What is Skywork-o1-Open-PRM-Qwen-2.5-7B?
Skywork-o1-Open-PRM-Qwen-2.5-7B is a model developed by the Skywork team at Kunlun Tech. This model series integrates o1 style slow thinking and reasoning capabilities. It excels in complex tasks like mathematical problem-solving and code evaluation. The model shows significant improvements in standard benchmarks and supports multiple languages including Chinese and English. It includes three advanced models: Skywork o1 Open-Llama-3.1-8B, Skywork o1 Open-PRM-Qwen-2.5-1.5B, and Skywork o1 Open-PRM-Qwen-2.5-7B.
Who is the target audience for Skywork-o1-Open-PRM-Qwen-2.5-7B?

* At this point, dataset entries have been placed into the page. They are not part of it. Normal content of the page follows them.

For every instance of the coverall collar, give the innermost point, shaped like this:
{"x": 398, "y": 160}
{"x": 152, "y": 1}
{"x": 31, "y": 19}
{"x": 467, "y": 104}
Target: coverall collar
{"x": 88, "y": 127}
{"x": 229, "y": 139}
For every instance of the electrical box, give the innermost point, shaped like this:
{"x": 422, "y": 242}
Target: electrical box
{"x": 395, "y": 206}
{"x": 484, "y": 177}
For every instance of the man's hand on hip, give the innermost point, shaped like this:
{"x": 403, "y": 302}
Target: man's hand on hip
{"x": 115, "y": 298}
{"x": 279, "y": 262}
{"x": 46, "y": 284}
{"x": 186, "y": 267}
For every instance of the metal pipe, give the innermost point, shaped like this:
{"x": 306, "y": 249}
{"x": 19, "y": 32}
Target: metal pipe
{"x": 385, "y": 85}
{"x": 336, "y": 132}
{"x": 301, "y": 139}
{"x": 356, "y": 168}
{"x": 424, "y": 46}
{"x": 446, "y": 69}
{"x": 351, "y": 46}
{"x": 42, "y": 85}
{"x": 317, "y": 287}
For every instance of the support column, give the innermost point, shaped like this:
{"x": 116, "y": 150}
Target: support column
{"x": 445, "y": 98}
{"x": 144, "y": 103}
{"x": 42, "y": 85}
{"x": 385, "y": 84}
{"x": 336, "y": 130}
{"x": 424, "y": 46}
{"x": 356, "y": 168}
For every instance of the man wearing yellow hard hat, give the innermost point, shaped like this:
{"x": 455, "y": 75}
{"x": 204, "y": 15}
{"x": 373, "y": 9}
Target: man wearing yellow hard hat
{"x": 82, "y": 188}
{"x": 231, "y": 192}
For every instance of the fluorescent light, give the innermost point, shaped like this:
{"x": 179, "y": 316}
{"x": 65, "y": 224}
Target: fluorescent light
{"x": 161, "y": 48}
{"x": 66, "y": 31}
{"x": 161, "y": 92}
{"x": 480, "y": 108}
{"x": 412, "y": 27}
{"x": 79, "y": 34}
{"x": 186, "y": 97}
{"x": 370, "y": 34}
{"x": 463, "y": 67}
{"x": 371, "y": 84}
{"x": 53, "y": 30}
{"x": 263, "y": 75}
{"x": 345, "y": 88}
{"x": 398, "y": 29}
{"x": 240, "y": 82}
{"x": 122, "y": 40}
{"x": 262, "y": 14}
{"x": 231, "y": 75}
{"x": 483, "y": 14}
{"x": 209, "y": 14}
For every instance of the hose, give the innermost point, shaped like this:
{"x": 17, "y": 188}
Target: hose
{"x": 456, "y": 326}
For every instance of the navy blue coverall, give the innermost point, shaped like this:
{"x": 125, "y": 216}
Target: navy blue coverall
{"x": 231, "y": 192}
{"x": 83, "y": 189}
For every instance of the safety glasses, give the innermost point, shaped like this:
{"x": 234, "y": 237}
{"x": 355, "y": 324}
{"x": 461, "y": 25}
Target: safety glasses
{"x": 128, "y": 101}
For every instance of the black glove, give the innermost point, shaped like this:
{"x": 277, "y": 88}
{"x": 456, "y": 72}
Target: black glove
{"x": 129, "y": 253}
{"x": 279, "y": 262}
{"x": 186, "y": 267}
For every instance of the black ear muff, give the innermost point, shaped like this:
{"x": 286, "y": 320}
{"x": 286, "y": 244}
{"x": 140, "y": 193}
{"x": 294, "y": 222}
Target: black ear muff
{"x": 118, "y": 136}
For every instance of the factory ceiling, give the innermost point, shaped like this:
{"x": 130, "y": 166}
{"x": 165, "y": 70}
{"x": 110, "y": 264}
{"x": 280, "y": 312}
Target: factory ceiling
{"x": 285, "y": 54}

The target audience includes AI researchers, data scientists, and developers who need to handle complex reasoning tasks and code evaluations. This model series can help them improve efficiency and accuracy in scenarios involving large-scale data and complex logical reasoning.
How can Skywork-o1-Open-PRM-Qwen-2.5-7B be used?
In mathematical problem-solving, the model can generate reasoning steps and rewards based on given problems and answers. For code evaluation, it can score each step of the code, helping to optimize quality. It also handles multilingual datasets effectively.
What are the key features of Skywork-o1-Open-PRM-Qwen-2.5-7B?
Enhanced Reasoning: Significant improvement in standard benchmark tests.
Multiple Models: Includes Skywork o1 Open-Llama-3.1-8B, Skywork o1 Open-PRM-Qwen-2.5-1.5B, and Skywork o1 Open-PRM-Qwen-2.5-7B.
Incremental Rewards: Skywork o1 Open-PRM-Qwen-2.5-1.5B uses incremental process rewards to enhance reasoning.
Extended Tasks: Skywork o1 Open-PRM-Qwen-2.5-7B extends the capabilities of the 1.5B model for more challenging tasks.
Multilingual Support: Supports both Chinese and English datasets.
Competitive Datasets: Uses Olympic-level datasets like OlympiadBench, AIME-24, and AMC-23.
Code Evaluation: Involves code evaluation using datasets like HumanEval, MBPP, and LiveCodeBench.
How do you use Skywork-o1-Open-PRM-Qwen-2.5-7B?
1. Clone the Skywork PRM inference repository using git commands.
2. Prepare input data and run PRM inference according to provided examples.
3. Install vllm and vllm PRM plugins via pip.
4. Configure and start the vllm server for model inference.
5. Send a request to the vllm server for inference and receive results using provided code examples.